L'essai routier a été une délivrance. Le réel colle enfin à la consigne, du couple à tous les régimes, plus aucune fumée, et on entend enfin le turbo travailler comme il faut. Cerise sur le gâteau : quand je coupe le moteur, il s'éteint désormais tout en douceur, alors qu'avant c'était brutal. Logique, en fait : le papillon d'admission qui se ferme à la coupure pour étrangler l'air était court-circuité par la fuite ; maintenant que c'est étanche, il fait enfin son travail. Ce détail à lui seul confirmait que toute ma pression partait par là.

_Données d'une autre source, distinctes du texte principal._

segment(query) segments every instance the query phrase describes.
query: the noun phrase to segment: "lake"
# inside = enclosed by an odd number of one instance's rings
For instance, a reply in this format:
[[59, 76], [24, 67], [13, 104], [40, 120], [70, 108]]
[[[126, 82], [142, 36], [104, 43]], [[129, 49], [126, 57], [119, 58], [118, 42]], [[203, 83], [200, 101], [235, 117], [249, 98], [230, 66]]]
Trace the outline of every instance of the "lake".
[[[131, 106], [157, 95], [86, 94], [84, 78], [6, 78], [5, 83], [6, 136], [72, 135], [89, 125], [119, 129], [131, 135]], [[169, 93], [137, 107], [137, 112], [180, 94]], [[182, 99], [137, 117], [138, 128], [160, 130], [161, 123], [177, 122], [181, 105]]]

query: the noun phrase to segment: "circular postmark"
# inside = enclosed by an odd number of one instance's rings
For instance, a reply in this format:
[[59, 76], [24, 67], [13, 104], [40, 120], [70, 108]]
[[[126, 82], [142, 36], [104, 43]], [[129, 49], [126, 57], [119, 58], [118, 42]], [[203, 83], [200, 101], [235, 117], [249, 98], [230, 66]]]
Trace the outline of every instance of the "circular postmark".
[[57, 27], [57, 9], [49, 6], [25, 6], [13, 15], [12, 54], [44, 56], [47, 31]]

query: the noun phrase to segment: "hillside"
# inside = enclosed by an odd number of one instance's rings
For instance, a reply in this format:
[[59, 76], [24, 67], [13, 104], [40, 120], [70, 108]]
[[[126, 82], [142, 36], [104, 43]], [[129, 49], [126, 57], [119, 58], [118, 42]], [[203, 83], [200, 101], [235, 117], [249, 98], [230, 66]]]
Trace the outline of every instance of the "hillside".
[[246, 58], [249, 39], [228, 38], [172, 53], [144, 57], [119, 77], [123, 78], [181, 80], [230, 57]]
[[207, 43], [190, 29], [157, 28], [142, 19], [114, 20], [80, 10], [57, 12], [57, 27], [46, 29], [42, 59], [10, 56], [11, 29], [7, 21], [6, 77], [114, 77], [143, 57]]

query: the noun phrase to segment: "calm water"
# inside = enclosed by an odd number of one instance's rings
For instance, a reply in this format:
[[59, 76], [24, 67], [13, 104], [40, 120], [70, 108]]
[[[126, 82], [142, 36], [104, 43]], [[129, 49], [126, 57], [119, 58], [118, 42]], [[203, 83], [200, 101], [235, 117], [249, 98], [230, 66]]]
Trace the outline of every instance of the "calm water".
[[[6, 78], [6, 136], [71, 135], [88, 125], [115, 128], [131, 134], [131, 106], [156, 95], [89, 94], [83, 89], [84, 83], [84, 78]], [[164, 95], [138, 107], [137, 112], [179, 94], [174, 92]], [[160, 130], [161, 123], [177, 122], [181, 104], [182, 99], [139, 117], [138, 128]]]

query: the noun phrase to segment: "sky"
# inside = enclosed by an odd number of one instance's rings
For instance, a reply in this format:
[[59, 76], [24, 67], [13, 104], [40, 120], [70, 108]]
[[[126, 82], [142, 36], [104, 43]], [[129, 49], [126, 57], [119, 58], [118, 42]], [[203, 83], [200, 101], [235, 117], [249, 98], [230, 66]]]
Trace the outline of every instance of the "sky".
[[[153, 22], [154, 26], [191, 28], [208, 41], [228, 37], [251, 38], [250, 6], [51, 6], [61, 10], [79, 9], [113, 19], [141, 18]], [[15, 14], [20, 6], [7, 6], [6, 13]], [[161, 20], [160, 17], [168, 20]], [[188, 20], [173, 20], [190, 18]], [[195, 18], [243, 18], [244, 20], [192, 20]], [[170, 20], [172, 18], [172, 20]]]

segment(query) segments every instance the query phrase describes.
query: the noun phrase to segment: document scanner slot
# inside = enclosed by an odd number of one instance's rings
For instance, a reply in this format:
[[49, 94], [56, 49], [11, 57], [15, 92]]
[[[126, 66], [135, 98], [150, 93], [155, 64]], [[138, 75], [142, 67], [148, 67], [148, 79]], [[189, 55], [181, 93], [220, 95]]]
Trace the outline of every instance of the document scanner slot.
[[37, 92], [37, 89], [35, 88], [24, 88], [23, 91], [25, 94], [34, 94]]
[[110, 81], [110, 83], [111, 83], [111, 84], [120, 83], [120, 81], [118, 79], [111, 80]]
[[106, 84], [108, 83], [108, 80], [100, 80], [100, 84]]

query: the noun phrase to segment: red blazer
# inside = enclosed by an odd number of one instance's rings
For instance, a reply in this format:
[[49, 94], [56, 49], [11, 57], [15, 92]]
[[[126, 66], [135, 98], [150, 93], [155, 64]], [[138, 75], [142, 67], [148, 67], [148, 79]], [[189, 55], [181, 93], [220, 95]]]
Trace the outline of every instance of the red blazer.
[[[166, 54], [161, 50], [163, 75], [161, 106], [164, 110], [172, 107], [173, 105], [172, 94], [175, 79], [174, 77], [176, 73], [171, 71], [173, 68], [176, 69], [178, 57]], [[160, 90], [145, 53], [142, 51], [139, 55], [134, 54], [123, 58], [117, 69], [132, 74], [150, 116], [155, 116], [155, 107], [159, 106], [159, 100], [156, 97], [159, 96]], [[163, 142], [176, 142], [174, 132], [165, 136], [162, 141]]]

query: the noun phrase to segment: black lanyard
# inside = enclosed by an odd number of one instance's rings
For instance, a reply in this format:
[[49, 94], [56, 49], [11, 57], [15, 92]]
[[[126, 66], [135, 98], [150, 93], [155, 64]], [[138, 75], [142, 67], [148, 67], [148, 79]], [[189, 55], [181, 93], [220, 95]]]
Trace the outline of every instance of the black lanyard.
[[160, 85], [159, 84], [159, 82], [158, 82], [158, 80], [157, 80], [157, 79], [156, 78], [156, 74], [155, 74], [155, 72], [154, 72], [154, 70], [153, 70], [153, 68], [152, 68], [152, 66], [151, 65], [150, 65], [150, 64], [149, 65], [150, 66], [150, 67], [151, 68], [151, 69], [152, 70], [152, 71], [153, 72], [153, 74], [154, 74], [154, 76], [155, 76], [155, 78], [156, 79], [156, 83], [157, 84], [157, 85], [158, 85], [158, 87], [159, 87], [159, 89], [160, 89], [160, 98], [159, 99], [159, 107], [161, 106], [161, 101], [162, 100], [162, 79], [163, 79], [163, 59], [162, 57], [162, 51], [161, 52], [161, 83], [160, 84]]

Alors si je devais résumer pour ceux qui tombent là-dessus en cherchant. Sur une surpression permanente du circuit de refroidissement avec fumée à l'huile et température normale, pensez au joint de culasse même si le test de gaz est négatif et même sans mayonnaise, et ne claquez pas d'argent dans un radiateur de chauffage ou un collecteur "au cas où" sans indice solide. Et surtout, surtout, si vous bridez votre EGR HP : méfiez-vous comme de la peste du joint fourni avec le kit. Mesurez-le, comparez-le au joint d'origine de la vanne, parce que 0,5 mm de trop (un joint trop épais qui empêche la bride de plaquer) suffisent à faire fuir toute votre suralim dans l'échappement. Un manque de couple en bas avec fumée et coupure moteur brutale juste après avoir posé une bride EGR, c'est elle qu'il faut regarder avant de soupçonner le turbo. Et n'oubliez pas qu'une fuite interne comme celle-là ne se verra jamais sur une mise en pression classique, le seul vrai indice c'est le côté admission de la bride qui noircit.

Au final, un joint métal à quelques euros. Pas de turbo à changer. Mais qu'est-ce que ça aura été long à trouver. En espérant que mon histoire vous fasse gagner le temps que je n'ai pas eu.